I've been poking at security issues in AI-generated repos and it's the same thing: more generation means less review. Not just logic — checking what's in your .env, whether API routes have auth middleware, whether debug endpoints made it to prod.
You can move that fast. But "review" means something different now. Humans make human mistakes. AI writes clean-looking code that ships with hardcoded credentials because some template had them and nobody caught it.
All these frameworks are racing to generate faster. Nobody's solving the verification side at that speed.
Saying "I generated 250k lines" is like saying "I used 2500 gallons of gas". Cool, nice expense, but where did you get? Because it it's three miles, you're just burning money.
250k lines is roughly SQLite or Redis in project size. Do you have SQLite-maintaining money? Did you get as far as Redis did in outcomes?
My rant about this: https://sibylline.dev/articles/2026-01-27-stop-orchestrating...

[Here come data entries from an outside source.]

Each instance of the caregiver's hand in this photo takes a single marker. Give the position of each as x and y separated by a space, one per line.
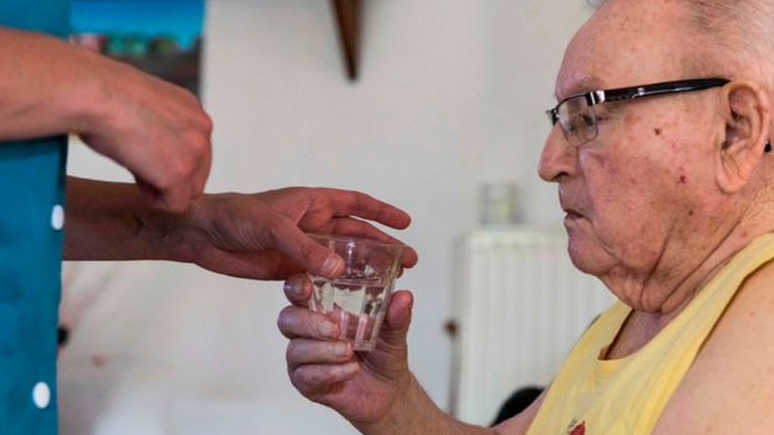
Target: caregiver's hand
262 235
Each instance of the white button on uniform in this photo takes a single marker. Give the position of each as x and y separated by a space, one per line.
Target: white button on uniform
41 395
57 217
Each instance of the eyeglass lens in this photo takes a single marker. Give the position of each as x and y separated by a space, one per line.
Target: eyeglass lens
578 120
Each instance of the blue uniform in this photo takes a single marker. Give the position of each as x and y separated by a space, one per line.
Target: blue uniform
32 181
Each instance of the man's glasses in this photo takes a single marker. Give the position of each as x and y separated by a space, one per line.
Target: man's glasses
576 114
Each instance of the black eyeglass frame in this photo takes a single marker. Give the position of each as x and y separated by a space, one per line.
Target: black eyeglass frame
633 92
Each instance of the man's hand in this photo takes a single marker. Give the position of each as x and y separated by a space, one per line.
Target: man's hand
363 387
262 236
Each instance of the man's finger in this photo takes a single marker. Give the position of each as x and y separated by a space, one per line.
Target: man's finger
298 322
310 378
302 351
347 202
298 290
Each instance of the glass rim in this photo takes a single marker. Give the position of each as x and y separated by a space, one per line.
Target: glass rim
358 240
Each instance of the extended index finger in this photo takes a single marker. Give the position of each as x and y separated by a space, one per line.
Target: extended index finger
353 203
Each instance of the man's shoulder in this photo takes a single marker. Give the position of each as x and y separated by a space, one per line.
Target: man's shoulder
730 386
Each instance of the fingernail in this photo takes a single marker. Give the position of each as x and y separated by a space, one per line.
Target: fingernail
350 368
342 349
327 329
330 265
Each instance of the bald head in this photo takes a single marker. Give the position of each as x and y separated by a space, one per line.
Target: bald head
734 38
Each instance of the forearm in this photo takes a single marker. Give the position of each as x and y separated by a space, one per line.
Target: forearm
111 221
47 86
416 414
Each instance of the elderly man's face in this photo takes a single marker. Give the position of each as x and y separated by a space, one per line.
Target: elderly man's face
635 193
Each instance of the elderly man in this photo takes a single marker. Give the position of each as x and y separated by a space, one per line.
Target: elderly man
161 134
660 149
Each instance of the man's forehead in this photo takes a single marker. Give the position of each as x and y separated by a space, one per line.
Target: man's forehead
625 43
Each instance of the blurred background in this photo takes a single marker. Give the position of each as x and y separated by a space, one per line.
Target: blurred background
445 119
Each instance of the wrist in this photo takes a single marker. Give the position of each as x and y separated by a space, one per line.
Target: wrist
401 415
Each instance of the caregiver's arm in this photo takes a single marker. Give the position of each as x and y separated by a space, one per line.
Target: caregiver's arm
158 131
258 236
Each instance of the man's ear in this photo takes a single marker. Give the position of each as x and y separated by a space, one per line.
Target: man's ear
747 113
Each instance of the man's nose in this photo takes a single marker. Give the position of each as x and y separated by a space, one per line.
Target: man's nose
558 158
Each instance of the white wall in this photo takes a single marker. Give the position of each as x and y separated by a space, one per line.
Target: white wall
452 94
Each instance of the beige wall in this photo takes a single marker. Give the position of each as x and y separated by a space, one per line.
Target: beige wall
452 95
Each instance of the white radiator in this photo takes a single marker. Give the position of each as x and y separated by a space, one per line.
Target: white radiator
519 307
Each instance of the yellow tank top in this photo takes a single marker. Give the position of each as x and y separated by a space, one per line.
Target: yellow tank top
626 396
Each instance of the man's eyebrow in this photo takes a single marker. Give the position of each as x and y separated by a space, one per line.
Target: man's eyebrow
582 86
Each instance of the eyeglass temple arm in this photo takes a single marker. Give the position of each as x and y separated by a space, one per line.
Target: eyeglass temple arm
597 97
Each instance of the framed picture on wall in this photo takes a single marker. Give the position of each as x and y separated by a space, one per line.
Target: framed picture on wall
160 37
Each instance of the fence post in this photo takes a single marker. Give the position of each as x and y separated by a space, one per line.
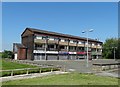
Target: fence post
27 71
40 70
12 73
51 69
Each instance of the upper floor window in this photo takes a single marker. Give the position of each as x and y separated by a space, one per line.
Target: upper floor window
51 38
38 37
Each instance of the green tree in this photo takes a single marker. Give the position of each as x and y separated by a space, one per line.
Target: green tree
7 54
108 48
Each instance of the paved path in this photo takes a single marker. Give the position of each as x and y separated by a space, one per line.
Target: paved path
25 76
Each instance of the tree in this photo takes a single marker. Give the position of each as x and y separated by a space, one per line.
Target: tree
109 46
7 54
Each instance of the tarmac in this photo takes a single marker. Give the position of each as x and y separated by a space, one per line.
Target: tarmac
67 66
26 76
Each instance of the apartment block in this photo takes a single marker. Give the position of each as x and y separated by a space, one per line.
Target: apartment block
39 44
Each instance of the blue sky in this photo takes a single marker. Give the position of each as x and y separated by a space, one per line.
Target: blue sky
69 18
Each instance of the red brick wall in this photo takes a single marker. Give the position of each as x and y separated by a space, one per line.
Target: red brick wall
22 54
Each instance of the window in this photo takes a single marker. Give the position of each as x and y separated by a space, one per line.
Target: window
51 38
38 37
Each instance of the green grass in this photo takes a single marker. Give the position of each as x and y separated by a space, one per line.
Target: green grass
66 79
7 65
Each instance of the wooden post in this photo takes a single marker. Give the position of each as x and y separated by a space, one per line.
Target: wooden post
27 71
12 73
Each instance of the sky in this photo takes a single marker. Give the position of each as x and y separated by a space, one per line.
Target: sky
63 17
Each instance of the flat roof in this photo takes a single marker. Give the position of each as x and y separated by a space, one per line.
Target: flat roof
59 34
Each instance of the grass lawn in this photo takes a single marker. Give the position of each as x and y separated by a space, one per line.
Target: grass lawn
7 65
66 79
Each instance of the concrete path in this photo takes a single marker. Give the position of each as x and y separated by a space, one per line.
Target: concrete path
25 76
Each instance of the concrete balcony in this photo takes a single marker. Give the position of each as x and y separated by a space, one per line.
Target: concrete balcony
39 41
99 46
63 43
80 45
72 44
53 41
93 47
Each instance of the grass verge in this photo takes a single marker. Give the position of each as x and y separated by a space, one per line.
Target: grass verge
66 79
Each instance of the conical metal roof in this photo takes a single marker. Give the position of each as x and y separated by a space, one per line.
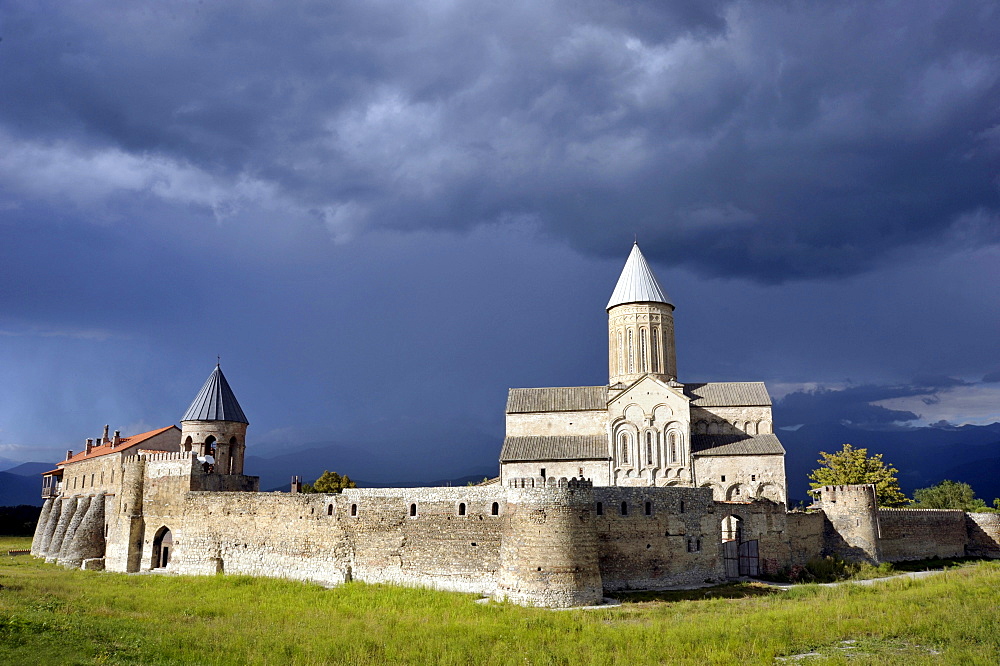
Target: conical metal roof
215 402
637 283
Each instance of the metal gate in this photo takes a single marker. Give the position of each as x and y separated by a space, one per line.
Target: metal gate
741 559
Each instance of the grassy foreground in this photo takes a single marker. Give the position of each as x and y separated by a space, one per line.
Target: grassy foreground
49 615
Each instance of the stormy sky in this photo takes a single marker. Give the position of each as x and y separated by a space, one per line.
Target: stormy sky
383 214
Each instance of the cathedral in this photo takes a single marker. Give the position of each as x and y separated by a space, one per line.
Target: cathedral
646 428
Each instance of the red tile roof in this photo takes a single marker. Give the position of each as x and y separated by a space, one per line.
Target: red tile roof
123 443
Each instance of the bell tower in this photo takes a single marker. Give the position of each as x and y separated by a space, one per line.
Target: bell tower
640 325
215 421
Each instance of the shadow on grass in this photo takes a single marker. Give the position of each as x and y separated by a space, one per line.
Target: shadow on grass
937 563
724 591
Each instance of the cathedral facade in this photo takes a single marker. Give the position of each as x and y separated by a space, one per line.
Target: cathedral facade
646 428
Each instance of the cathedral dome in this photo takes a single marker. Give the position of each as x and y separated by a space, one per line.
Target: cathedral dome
637 284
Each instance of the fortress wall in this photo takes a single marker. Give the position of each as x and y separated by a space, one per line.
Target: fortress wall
764 521
805 536
594 422
256 534
639 551
97 475
916 534
314 536
437 547
548 552
983 530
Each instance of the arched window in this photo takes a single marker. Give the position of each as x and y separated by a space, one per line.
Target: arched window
642 350
621 355
655 348
631 355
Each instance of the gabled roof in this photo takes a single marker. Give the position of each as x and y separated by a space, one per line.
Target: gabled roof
728 394
560 447
637 284
215 402
736 445
557 399
123 443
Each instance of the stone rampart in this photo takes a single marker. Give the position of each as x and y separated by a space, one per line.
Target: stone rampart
851 530
983 534
805 536
548 549
654 538
917 534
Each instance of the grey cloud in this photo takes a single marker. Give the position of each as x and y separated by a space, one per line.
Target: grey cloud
855 404
773 141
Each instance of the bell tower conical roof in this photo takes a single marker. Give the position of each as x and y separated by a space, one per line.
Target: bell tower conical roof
215 402
637 284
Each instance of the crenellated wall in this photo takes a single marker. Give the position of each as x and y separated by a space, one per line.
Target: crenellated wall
919 534
984 535
664 537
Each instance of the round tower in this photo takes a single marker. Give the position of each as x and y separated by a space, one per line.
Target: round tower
215 423
640 326
548 545
853 514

Rather than having agents decide to manage their own code lifecycle, define a state machine where code moves from agent to agent and isolated agents critique each others code until the code produced is excellent quality.
This is still a bit of an token hungry solution, but it seems to be working reasonably well so far and I'm actively refining it as I build.
Not going to give you formal verification, but might be worth looking into strategies like this.
We built AI code generation tools, and suddenly the bottleneck became code review. People built AI code reviewers, but none of the ones I've tried are all that useful - usually, by the time the code hits a PR, the issues are so large that an AI reviewer is too late.
I think the solution is to push review closer to the point of code generation, catch any issues early, and course-correct appropriately, rather than waiting until an entire change has been vibe-coded.
Things have changed quite a bit. I hope you give GSD a try yourself.